Since 2003, Tarion has imposed two deadlines for contacting the agency: 30 days after taking possession of a new home, and then a second 30-day window one year later. “Between 2014 and 2018, Tarion refused assistance on about 9,700 requests because the homeowners had missed the 30-day deadlines. About 1,300 of these requests had missed the deadline by a single day,” the report says. A sampling of the rejected claims included such major issues as cracked foundations, building-code violations and lack of proper insulation.

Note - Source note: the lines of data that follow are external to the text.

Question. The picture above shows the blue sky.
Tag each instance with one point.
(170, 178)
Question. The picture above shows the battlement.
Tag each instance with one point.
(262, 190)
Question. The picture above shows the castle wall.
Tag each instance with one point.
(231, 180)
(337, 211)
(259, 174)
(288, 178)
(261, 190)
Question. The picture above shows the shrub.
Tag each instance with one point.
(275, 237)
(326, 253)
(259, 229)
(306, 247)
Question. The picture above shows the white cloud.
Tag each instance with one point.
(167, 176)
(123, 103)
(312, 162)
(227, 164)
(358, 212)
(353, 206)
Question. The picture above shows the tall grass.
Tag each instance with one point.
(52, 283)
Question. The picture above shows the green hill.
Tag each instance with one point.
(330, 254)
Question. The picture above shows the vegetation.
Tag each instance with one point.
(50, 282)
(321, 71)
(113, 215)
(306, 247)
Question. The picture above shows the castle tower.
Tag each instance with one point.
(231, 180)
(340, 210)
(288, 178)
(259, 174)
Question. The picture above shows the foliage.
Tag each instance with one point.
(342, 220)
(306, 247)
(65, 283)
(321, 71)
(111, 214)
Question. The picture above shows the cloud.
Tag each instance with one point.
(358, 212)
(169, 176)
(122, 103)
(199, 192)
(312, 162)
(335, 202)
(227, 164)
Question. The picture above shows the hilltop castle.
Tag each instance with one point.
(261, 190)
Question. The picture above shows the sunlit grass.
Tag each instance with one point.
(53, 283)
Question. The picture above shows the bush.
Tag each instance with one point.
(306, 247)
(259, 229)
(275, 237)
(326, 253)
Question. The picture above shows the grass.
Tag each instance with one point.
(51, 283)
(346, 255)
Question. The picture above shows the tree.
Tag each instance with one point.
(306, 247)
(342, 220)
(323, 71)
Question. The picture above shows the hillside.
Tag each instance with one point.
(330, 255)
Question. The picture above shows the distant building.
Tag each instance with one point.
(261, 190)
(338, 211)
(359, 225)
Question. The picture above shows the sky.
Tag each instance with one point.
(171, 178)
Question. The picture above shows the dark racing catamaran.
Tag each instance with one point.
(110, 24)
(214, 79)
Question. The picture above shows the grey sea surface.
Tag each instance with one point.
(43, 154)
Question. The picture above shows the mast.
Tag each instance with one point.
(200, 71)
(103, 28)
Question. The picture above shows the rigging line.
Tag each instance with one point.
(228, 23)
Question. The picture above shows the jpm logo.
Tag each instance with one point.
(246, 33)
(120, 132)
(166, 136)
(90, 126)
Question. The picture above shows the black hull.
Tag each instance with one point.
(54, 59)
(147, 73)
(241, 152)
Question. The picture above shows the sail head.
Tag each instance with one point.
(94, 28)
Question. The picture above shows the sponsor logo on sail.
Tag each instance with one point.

While the Auditor-General found Tarion can be strict with home buyers, the report concludes it can be too lenient with builders, going so far as to collect less money from builders, underfunding its own operations. Tarion’s main funding comes from security deposits from builders, but the Auditor-General found the deposits are often assessed at below market value while payouts to home buyers are based on current values. "As a result, [Tarion] paid out about $127-million from the Guarantee Fund over the last 10 years, and recovered from builders only about 30 per cent of the pay-outs.”

In multiple cases, builders that failed to honour warranties were able to renew their licence to build new homes. “Tarion told us that it would be unfair to use its licensing power to force collection payments from builders,” the report says.

In 2018, Tarion received 70,000 requests for help from home buyers, and eventually paid out $17.4-million in about 800 cases.

Tarion’s online builder directory is also missing many examples of data buyers might be interested in. Between 2009 and 2018, it convicted 666 individuals of illegal building, but those convictions were never recorded in the builder directory.

“The Builder Directory should be administered by government, not by industry-dominated or secretive agencies like Tarion. There needs to be transparency on builder track records to properly inform the public,” said Barbara Captijn, a consumer advocate and long-time critic of Tarion. “Consumers have been muzzled for over a decade for saying this is a rogue corporation with no credible oversight, or accountability to the public.”

The report also raises concerns about bonuses and salaries at the not-for-profit company, noting that five of 11 performance indicators that contribute to bonus payments relate to maximizing profits and keeping expenses low. “These incentives might be better suited to a profit-making insurance company than a not-for-profit delegated authority with the mandate to help new home buyers,” the report says. Senior leadership, vice-presidents and above could earn 30 per cent to 60 per cent of their annual salaries in bonuses; $2-million in bonuses were paid out in 2018.

Tarion is a delegated authority; its employees are not government workers, so salaries do not appear in Ontario’s annual Sunshine List. On Oct. 15, Tarion revealed its compensation to top leadership for the first time in 41 years: Howard Bogach, president and CEO of Tarion, collected $681,616 in salary and bonuses in 2018, and together the 11 senior leaders collected $4.04-million in total compensation.

"We thank the Auditor-General for her recommendations and look forward to acting on them with the best interests of homeowners in mind,” Mr. Bogach said in a written statement.